By one calculation, every incremental inch of storm surge in New York City displaced an additional 6,000 people. Sea level has already risen 7 inches in the last 100 years and is projected to rise more than 30 inches in the next 100.

President Obama is a firm believer that climate change is real, that it is impacted by human behavior and carbon emissions. And as a consequence, we have an obligation to do something about it.

To meet this threat, we must plan wisely, improve our infrastructure and cut emissions of heat-trapping gases. The transition to a clean energy economy can help mitigate risks from extreme weather events and is a powerful driver of economic progress.

A dire picture, to be sure. But while Assistant Secretary Sandalow rightly states that it is difficult to draw a direct line of causality from climate change to specific weather events, recent peer-reviewed research has yielded probabilistic results which make it possible to draw some very explicit connections between climate change and very specific weather events.

For example, earlier this year we reported on two separate studies that demonstrated statistically-significant connections between the Russian heat wave of 2010 and climate change. Here is the full piece:

Last October, we highlighted a study by Rahmstorf and Coumou which, through utilizing a Monte Carlo simulation, found that the Russian heat wave of 2010 had an 80% likelihood of being attributed to a long-term climatic warming trend. The finding was significant because it seemed to contradict an earlier study by Dole et al, highlighted by Andrew Revkin of the New York Times, that did not find evidence of a climate change link, and thus asserted that the link did not exist. This was, in the words of Rahmstorf and Coumou, a case of confusing “an absence of evidence” with “evidence of absence.”

Now, a new multi-model study by Allen et al, which got some coverage at the Guardian last month, seems to have reconciled the two camps, showing that “there is no substantive contradiction between these two papers, in that the same event can be both mostly internally-generated in terms of magnitude and mostly externally-driven in terms of occurrence-probability.” In other words, while it doesn’t necessarily take climate change to produce a heat wave of that scale, it is highly unlikely that the heat wave would have occurred without it. The two studies were simply asking different questions. Not surprisingly, their answers were different, and it shouldn’t surprise us that those answers can peacefully (and intellectually) coexist!

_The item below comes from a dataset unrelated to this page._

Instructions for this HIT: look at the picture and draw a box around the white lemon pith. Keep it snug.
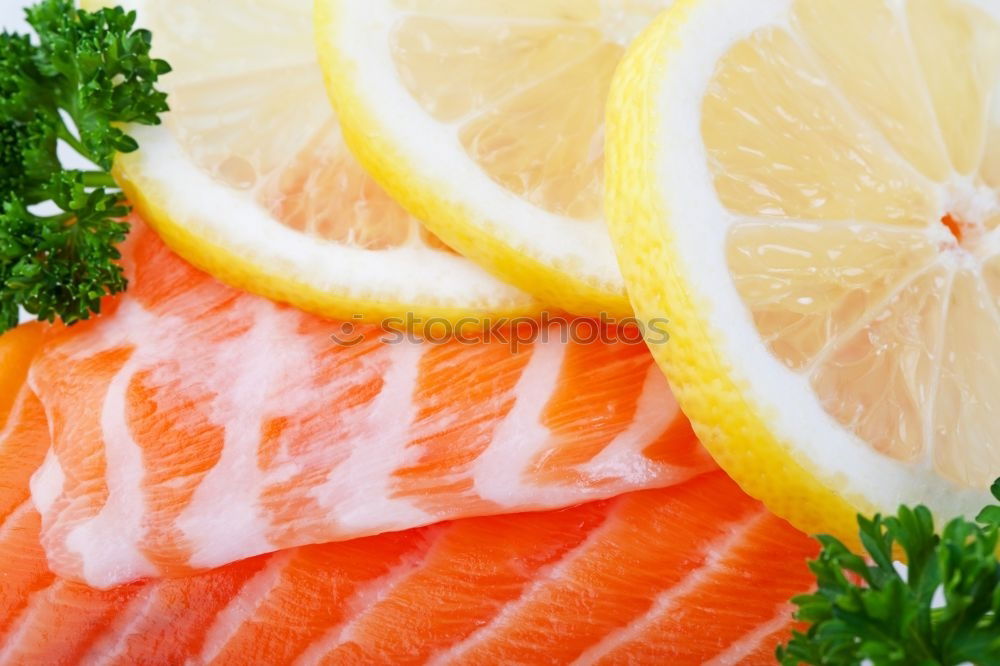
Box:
[316,0,670,315]
[86,0,542,322]
[607,0,1000,535]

However, beyond this virtuous and rare act of evidence-based academic diplomacy, the study by Allen and his colleagues ultimately confirms the essential finding of Rahmstorf and Coumou, stating that the “Russian heat wave 2010 [is] likely attributable to anthropogenic climate change.”

Given that findings from multi-climate model simulations like this one are inherently sturdier than those utilizing single models, this is strong evidence indeed.

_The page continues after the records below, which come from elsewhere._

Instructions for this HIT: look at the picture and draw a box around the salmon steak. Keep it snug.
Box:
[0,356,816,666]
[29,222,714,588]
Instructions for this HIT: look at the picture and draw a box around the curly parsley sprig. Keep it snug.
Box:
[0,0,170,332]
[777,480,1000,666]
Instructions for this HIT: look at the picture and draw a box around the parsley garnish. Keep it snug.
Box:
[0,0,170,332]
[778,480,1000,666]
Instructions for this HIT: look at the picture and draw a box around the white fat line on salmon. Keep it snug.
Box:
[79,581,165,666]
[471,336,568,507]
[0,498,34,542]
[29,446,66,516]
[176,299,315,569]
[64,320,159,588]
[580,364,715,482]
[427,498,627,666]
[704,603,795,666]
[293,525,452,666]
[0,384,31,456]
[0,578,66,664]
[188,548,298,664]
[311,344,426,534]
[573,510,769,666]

Furthermore, a NOAA study published last October in the Journal of Climate found strong and observable evidence that the recent prolonged period of drought in the Mediterranean littoral and the Middle East is linked to climate change. The study also found worrying agreement between observed climate impacts, and future projections from climate models.

In short, while the scientific and policy-making communities must be very careful not to make premature or spurious claims about the connections between climate change and specific weather events, there exist powerful scientific tools to aid us in those inquiries, and some of them have already yielded compelling results. This will be an area to watch, and watch closely.